Bem, resenhar um álbum do PEARL JAM atual não é uma tarefa fácil se o redator em questão for uma pessoa que teve a banda de Eddie Vedder como a sua favorita lá na adolescência. Então é preciso ter a mente aberta e pegar “Gigaton” para escutar com a consciência de que não será um novo “Ten“, “VS.” Ou um “Vitalogy“. Longe disso, os caras mudaram sua sonoridade e de vez em quando até ensaiam um possível retorno aos anos 1990, mas ficam mais numa tentativa de soar Progressivo.
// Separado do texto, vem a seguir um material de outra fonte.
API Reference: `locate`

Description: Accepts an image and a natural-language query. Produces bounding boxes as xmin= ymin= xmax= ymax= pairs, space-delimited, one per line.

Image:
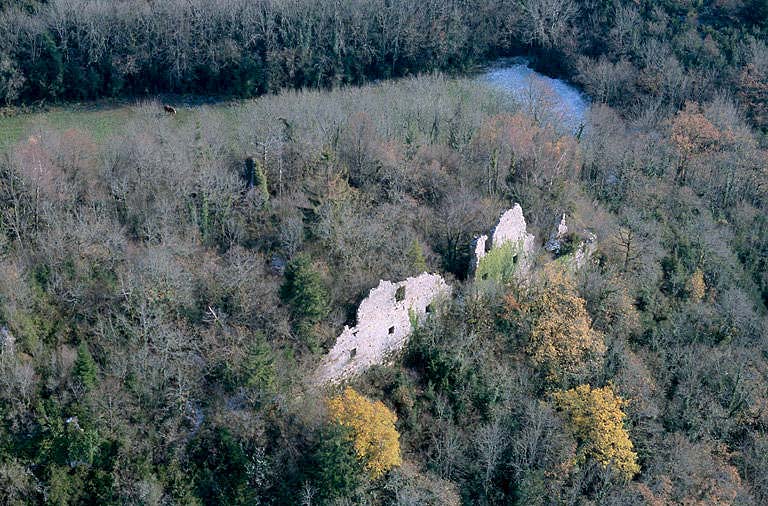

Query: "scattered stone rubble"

xmin=317 ymin=272 xmax=451 ymax=383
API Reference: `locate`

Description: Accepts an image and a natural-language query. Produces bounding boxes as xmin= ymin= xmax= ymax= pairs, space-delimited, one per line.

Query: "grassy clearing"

xmin=0 ymin=102 xmax=243 ymax=153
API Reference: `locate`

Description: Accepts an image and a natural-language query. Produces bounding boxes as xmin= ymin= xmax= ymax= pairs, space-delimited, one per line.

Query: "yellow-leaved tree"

xmin=328 ymin=387 xmax=402 ymax=479
xmin=554 ymin=385 xmax=640 ymax=480
xmin=522 ymin=265 xmax=605 ymax=386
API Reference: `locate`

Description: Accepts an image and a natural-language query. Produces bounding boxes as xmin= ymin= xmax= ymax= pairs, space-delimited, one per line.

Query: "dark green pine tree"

xmin=74 ymin=341 xmax=99 ymax=390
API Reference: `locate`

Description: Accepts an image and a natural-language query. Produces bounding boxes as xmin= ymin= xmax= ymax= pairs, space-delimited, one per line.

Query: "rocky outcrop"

xmin=317 ymin=272 xmax=451 ymax=383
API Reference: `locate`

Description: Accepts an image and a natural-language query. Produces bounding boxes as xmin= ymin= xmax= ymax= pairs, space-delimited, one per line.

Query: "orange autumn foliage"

xmin=328 ymin=387 xmax=402 ymax=479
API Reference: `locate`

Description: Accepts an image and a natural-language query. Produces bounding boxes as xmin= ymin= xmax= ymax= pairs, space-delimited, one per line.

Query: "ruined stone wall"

xmin=475 ymin=204 xmax=536 ymax=275
xmin=317 ymin=272 xmax=451 ymax=383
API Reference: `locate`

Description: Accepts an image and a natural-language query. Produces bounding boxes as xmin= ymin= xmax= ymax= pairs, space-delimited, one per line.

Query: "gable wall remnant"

xmin=474 ymin=204 xmax=536 ymax=275
xmin=317 ymin=272 xmax=451 ymax=383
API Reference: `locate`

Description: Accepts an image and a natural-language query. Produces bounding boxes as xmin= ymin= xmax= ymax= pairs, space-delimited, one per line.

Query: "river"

xmin=479 ymin=57 xmax=590 ymax=132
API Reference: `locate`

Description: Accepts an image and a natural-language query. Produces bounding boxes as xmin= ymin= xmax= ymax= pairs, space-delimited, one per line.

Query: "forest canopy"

xmin=0 ymin=0 xmax=768 ymax=505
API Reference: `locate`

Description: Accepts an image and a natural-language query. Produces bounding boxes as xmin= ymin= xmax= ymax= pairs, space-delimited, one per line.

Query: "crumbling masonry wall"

xmin=317 ymin=272 xmax=451 ymax=383
xmin=474 ymin=204 xmax=536 ymax=276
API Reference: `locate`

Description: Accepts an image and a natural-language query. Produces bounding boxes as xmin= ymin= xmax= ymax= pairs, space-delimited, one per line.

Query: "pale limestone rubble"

xmin=544 ymin=214 xmax=568 ymax=254
xmin=475 ymin=204 xmax=536 ymax=275
xmin=317 ymin=272 xmax=451 ymax=383
xmin=0 ymin=327 xmax=16 ymax=354
xmin=571 ymin=232 xmax=597 ymax=269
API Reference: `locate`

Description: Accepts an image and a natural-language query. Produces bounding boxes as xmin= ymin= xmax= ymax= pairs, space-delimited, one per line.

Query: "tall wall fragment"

xmin=317 ymin=272 xmax=451 ymax=383
xmin=474 ymin=204 xmax=536 ymax=276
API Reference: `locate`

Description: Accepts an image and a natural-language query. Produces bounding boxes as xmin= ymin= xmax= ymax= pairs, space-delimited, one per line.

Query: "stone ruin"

xmin=544 ymin=214 xmax=597 ymax=269
xmin=474 ymin=204 xmax=536 ymax=275
xmin=0 ymin=326 xmax=16 ymax=354
xmin=317 ymin=272 xmax=451 ymax=383
xmin=473 ymin=204 xmax=597 ymax=277
xmin=315 ymin=204 xmax=597 ymax=384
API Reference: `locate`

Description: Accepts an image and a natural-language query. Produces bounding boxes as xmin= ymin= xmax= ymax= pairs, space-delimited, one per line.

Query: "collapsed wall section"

xmin=317 ymin=272 xmax=451 ymax=383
Algumas vezes com sucesso, outras nem tanto.

Então sete anos após o lançamento de seu último álbum, “Lightning Bolt“, este que é o maior hiato da banda entre um disco e outro, o PEARL JAM volta com “Gigaton“, trazendo a tona toda a preocupação destes caras com a vida e com a sustentabilidade do nosso planeta. E eles sempre tiveram essa preocupação.

Gigaton é uma medida do sistema métrico de massa utilizada pelos cientistas para calcular a perda das maiores camadas de gelo da Terra. E na sua capa, a banda mostra esta camada de gelo, que alguns ignorantes (N. do R: inclusive uns estúpidos que ocupam o poder aqui no Brasil, insistem em dizer que não há aquecimento global. Engana-se quem quer) dizem ser invencionice.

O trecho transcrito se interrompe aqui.